Search code examples
postgresqltimescaledb

What is space partitioning and dimensions in TimesclaleDB


I am new to the Timescale database. I was learning about chunks and how to create chunks based on time.
But there is another time/space chunking which is confusing me a lot.

  1. What is a "dimension" in a timescale DB?
  2. What is "space" chunking and how does it work?

Solution

  • A dimension in TimescaleDB is associated with a column. Each hypertable requires to define at least a time dimension, which is a time column for the time series. Then a hypertable is divided into chunks, where each chunk contains data for a time interval of the time dimension. As result all new data usually arrives into the latets chunk, while other chunks contain older data.

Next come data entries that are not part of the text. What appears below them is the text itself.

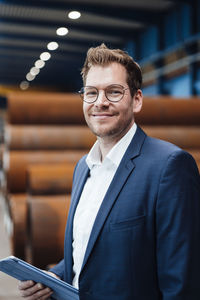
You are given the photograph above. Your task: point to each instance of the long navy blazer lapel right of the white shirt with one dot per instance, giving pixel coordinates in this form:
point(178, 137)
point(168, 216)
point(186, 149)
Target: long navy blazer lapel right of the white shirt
point(125, 168)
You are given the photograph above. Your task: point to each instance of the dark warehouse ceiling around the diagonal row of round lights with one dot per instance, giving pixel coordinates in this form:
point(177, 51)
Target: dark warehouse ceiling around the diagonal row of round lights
point(27, 27)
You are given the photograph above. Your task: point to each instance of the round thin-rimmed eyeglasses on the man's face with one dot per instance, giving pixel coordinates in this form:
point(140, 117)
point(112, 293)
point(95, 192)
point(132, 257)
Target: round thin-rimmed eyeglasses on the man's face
point(113, 93)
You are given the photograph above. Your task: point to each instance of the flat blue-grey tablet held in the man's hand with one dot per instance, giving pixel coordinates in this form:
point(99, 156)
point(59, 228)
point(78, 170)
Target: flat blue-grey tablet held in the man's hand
point(21, 270)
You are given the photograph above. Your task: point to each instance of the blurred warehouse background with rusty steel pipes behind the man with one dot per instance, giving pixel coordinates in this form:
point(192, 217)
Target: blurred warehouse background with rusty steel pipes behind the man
point(43, 44)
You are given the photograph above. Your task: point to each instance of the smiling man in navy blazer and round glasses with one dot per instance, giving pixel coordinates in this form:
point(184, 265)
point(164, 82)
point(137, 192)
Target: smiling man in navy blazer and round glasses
point(133, 230)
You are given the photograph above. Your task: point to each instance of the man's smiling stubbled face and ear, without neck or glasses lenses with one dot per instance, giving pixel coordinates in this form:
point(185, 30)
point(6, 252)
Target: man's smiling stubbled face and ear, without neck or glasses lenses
point(108, 120)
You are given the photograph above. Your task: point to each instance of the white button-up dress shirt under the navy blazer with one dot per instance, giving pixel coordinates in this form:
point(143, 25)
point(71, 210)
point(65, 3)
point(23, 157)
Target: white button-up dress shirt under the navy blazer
point(96, 186)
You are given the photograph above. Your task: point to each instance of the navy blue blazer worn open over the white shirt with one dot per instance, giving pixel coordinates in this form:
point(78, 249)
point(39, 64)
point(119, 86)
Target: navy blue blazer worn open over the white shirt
point(145, 242)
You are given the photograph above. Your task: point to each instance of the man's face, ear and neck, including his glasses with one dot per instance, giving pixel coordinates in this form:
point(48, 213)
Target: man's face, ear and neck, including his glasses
point(108, 117)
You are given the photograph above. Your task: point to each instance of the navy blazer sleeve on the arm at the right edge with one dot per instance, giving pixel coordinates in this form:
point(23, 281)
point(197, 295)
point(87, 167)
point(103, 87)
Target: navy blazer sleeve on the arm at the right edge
point(178, 229)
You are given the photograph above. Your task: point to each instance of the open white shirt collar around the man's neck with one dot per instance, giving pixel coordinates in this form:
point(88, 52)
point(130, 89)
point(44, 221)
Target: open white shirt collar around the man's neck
point(115, 154)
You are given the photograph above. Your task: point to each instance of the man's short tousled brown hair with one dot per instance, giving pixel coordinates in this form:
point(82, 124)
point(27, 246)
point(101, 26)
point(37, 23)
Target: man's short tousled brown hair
point(103, 56)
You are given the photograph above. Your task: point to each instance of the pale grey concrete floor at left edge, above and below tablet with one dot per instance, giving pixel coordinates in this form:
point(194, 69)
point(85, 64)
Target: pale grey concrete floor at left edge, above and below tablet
point(8, 285)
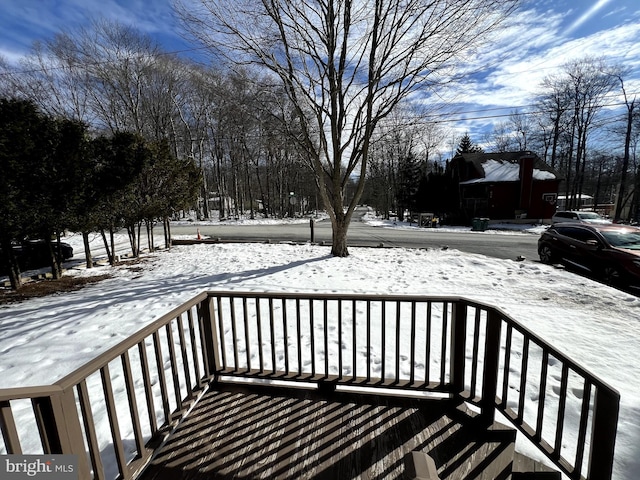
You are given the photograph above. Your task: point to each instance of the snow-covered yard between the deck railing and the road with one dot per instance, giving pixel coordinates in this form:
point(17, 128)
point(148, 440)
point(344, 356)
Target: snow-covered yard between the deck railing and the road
point(597, 326)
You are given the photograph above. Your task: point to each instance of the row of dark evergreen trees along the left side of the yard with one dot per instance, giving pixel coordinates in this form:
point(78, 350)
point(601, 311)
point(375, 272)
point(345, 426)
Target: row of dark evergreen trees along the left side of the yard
point(55, 177)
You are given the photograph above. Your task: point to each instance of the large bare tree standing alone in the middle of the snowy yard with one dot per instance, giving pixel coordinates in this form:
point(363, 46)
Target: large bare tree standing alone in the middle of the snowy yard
point(345, 66)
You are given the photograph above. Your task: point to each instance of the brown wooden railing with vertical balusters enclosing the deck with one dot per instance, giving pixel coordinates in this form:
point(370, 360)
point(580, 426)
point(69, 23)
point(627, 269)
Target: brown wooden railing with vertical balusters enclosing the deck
point(138, 389)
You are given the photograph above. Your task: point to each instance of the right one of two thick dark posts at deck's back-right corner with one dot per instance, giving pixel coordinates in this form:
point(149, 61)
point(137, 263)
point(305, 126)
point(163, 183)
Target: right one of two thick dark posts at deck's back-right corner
point(491, 365)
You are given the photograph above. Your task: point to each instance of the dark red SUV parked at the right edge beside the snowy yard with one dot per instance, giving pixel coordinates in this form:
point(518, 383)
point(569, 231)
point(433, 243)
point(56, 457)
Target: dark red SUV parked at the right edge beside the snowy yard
point(609, 252)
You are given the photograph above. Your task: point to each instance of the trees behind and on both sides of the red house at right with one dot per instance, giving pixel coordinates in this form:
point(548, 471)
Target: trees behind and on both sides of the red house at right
point(584, 122)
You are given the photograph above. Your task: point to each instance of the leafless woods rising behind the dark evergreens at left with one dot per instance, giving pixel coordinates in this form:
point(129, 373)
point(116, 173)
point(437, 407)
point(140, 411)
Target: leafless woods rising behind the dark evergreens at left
point(231, 124)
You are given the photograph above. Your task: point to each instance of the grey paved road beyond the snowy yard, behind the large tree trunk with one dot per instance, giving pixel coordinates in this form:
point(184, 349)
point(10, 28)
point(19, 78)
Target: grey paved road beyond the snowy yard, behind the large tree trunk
point(508, 246)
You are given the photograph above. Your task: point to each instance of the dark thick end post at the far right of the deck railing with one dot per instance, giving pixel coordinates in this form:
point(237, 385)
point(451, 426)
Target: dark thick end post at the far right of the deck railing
point(605, 424)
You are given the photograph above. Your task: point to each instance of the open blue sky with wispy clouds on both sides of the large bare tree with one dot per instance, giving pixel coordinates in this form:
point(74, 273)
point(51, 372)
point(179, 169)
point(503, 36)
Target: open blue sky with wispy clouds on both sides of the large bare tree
point(545, 34)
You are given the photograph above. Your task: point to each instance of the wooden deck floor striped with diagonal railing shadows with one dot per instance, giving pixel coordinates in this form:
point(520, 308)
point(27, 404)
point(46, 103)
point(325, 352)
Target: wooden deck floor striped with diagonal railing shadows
point(262, 432)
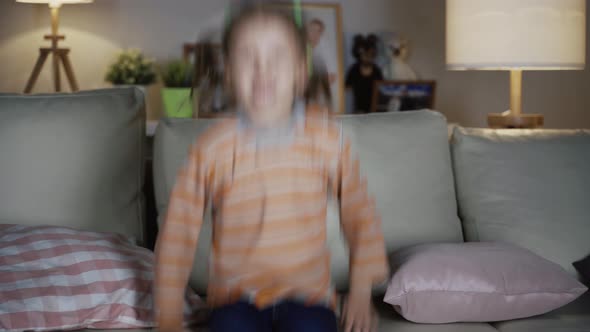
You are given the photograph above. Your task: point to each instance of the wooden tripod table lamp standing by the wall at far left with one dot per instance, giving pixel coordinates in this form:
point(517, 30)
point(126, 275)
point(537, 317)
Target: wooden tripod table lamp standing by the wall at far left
point(58, 53)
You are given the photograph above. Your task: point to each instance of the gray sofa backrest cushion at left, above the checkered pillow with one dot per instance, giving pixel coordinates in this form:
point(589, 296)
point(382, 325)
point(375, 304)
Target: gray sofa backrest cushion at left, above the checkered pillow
point(73, 160)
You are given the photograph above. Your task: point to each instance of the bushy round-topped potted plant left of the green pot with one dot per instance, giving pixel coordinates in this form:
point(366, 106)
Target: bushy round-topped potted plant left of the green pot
point(132, 68)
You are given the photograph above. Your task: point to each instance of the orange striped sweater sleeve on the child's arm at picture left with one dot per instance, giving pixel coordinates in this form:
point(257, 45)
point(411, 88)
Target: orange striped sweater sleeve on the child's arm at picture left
point(177, 240)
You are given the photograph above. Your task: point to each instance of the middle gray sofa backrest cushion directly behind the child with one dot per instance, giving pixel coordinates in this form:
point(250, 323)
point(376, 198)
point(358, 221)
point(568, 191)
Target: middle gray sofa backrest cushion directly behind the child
point(405, 157)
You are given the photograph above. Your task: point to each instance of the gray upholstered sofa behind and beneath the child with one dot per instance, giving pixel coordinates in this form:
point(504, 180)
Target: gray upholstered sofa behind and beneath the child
point(77, 160)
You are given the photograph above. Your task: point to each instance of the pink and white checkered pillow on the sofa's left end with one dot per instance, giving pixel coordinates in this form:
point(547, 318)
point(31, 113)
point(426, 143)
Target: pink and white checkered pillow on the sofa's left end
point(55, 278)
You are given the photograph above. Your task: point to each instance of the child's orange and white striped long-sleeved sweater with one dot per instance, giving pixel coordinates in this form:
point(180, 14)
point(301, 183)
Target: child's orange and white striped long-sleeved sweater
point(269, 191)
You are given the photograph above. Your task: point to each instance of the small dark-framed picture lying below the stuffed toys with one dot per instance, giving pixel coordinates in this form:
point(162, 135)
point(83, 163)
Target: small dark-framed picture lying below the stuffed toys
point(393, 96)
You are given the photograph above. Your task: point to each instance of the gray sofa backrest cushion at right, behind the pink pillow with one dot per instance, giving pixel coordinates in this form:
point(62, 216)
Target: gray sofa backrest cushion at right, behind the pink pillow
point(526, 187)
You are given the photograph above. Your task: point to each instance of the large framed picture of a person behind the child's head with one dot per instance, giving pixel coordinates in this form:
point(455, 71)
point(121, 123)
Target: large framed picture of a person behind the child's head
point(323, 23)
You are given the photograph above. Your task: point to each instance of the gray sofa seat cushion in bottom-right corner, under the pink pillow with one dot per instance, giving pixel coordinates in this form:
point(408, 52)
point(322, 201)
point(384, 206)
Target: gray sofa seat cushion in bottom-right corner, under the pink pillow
point(574, 317)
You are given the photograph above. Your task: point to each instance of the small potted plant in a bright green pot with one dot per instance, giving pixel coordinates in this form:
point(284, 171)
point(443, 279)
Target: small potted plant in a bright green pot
point(176, 95)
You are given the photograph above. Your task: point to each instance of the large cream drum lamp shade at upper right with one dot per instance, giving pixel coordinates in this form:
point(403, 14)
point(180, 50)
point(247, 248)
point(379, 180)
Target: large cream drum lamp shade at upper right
point(516, 34)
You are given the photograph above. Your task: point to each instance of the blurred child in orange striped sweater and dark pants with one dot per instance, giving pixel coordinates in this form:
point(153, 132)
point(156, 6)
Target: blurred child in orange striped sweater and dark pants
point(268, 173)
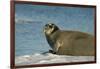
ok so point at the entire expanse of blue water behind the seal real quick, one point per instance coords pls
(30, 20)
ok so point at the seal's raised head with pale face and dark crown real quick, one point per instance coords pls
(50, 28)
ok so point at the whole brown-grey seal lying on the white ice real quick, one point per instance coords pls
(73, 43)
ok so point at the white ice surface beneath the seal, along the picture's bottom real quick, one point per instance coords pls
(50, 58)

    Then, it is possible to define space dimensions on other columns, for example device column or/and location column. No interval is defined for space dimensions, instead a number of partitions is defined. So for the same time interval, several chunks will be created, which is equivalent to the number of partitions. Data are distributed by a hashing function on the values of the space dimension. For example, if 3 partitions are defined for a space dimension on device column and 12 different device values were present in the data, each space chunk will contain 4 different values with a hash function uniformly distributing the values.

    Space dimensions are specifically useful for parallel I/O, when data are stored on several disks. Another scenario is multinode, i.e., distributed version of hypertable (beta feature, which coming to release in 2.0).

    There are some complex usage cases when space partitioning will be also helpful.

    You can read more in add_dimension docs, cloud KB about space partitioning

    A note in the doc:

    Supporting more than one additional dimension is currently experimental.